Inventor, scientist, engineer, painter, sculptor, architect, musician, philosopher or even writer… Leonardo da Vinci designed and created many pieces, but not the bust of the goddess Flora. In any case, this is confirmed by a study which closes a long-standing debate. In fact, the sculpture was created centuries after the artist’s death.
In 1909, the bust of the goddess Flora (a Roman deity of flowering plants) was acquired at auction by Wilhelm von Bode, the founder and director of the Kaiser Friedrich Museum (now the Bode Museum) in Berlin. At the time, the approximately two-foot-tall wax statue was attributed to Leonardo da Vinci, mainly because the features of the woman resembled those of the faces in the artist’s paintings. However, not everyone agreed.
During the two years following this acquisition, European researchers published several hundred articles contesting the origin of the sculpture.
Carried out in the 1900s, the chemical analysis of wax did not could not determine the age of the statue. On the other hand, it had made it possible to isolate traces of spermaceti, a white waxy substance produced in the heads of sperm whales. However, the use of this material was quite rare in Renaissance art objects and much more common in 19th century sculpture.
Others also questioned the method of molding which they felt did not reflect Renaissance techniques. Another study also revealed the presence of 19th century log and wood fragments on the back of the bust. The authors of this work had however agreed that these materials could have been related to the part during subsequent manipulations.
Finally, there are historical documents supporting that said bust was created by a 19th century British sculptor named Richard Cockle Lucas in 1846. These documents are signed by his son.
“It’s a plot, a sham“, Was then defended Von Boden who was accused of having bought a fake.
However, if the origins of this bust were contested among art experts for over a century since no direct evidence had ever linked him to Da Vinci, no study had proven this non-parentage with certainty either. It is now done.

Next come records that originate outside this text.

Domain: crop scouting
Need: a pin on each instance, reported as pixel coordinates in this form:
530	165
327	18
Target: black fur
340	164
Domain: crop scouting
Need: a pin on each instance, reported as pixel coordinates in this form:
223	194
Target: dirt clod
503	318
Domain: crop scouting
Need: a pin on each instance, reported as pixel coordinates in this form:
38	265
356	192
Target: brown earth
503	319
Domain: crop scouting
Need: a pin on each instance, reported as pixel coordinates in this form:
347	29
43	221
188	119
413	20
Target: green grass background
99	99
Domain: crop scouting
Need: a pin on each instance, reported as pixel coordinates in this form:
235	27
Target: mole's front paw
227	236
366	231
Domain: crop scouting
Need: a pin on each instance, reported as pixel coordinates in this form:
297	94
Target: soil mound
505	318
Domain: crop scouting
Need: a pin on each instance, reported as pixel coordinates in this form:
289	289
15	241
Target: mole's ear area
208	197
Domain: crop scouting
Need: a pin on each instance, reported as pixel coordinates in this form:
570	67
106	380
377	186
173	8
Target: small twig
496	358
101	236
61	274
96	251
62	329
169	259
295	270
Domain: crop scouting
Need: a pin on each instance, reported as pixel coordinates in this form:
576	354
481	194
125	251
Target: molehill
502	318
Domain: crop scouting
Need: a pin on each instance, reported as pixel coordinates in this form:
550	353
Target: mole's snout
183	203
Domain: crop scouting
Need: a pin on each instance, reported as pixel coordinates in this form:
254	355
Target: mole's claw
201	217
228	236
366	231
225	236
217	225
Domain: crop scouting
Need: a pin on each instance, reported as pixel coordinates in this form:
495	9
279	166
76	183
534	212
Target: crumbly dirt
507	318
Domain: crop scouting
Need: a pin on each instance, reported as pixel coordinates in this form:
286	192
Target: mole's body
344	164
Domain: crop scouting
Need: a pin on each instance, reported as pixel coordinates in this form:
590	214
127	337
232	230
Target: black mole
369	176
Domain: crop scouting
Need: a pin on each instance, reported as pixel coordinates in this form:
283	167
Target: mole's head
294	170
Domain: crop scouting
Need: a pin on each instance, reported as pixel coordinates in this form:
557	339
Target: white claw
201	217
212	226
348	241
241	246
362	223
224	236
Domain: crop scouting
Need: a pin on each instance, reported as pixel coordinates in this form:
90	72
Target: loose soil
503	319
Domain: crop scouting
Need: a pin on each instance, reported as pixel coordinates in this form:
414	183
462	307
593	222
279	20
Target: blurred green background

Sculpted between the 18th and 19th century
As part of this study, a team led by researchers from CNRS / Chimie ParisTech carried out a new chemical analysis of the piece, emphasizing that it was mainly composed of spermaceti mixed with beeswax.

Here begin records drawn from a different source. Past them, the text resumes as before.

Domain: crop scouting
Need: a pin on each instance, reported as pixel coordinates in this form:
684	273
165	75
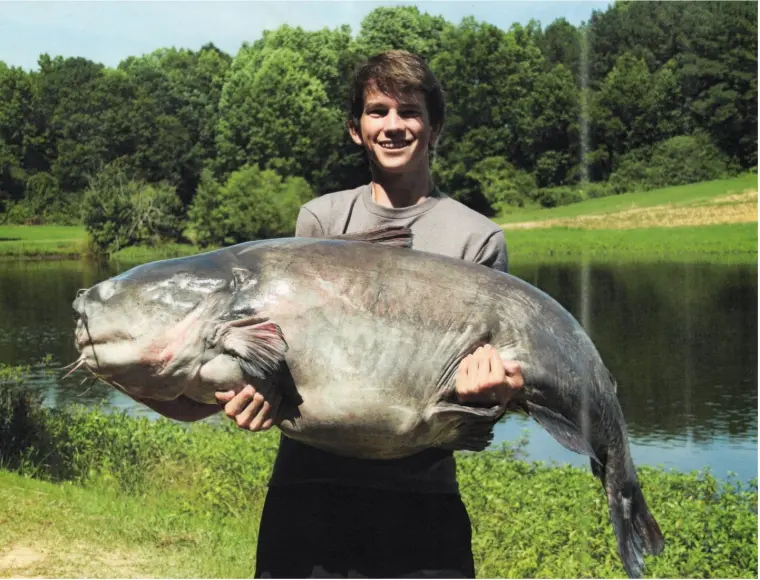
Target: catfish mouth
84	339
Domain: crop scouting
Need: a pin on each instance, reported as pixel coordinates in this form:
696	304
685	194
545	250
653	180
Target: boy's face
395	131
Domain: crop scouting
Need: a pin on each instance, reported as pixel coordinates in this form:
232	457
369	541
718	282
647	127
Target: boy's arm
308	225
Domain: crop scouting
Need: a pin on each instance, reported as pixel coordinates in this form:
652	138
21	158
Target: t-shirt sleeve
307	225
494	252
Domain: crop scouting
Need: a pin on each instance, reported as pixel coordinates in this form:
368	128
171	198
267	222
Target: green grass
721	243
734	241
164	499
65	530
42	241
679	195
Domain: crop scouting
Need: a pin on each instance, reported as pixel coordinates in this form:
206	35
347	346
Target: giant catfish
356	345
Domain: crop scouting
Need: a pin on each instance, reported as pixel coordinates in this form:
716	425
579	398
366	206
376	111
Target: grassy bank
113	496
42	241
714	243
714	220
691	195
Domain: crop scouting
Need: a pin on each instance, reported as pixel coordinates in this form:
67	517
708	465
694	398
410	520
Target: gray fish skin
357	346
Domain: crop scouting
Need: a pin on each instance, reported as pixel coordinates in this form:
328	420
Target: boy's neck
403	190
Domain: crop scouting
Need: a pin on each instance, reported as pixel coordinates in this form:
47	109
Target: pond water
681	339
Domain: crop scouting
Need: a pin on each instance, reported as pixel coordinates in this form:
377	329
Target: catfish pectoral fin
472	426
385	235
257	343
566	433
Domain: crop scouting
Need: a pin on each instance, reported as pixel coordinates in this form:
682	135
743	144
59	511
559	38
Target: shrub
253	204
119	211
554	196
502	184
686	159
677	161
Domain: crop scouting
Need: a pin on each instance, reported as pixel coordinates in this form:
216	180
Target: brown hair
395	73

On this basis, the scientists were then able to date a few wax samples by measuring the decay of the carbon 14, a radioactive form of carbon. They also took care to calibrate their calculations to reflect that the wax came from animals in a marine environment.
Comparing their wax analysis to carbon-14 measurements from other marine sources, the researchers estimated that the bust was likely carved in the 19th century, and not during the lifetime of Leonardo da Vinci (1452 – 1519).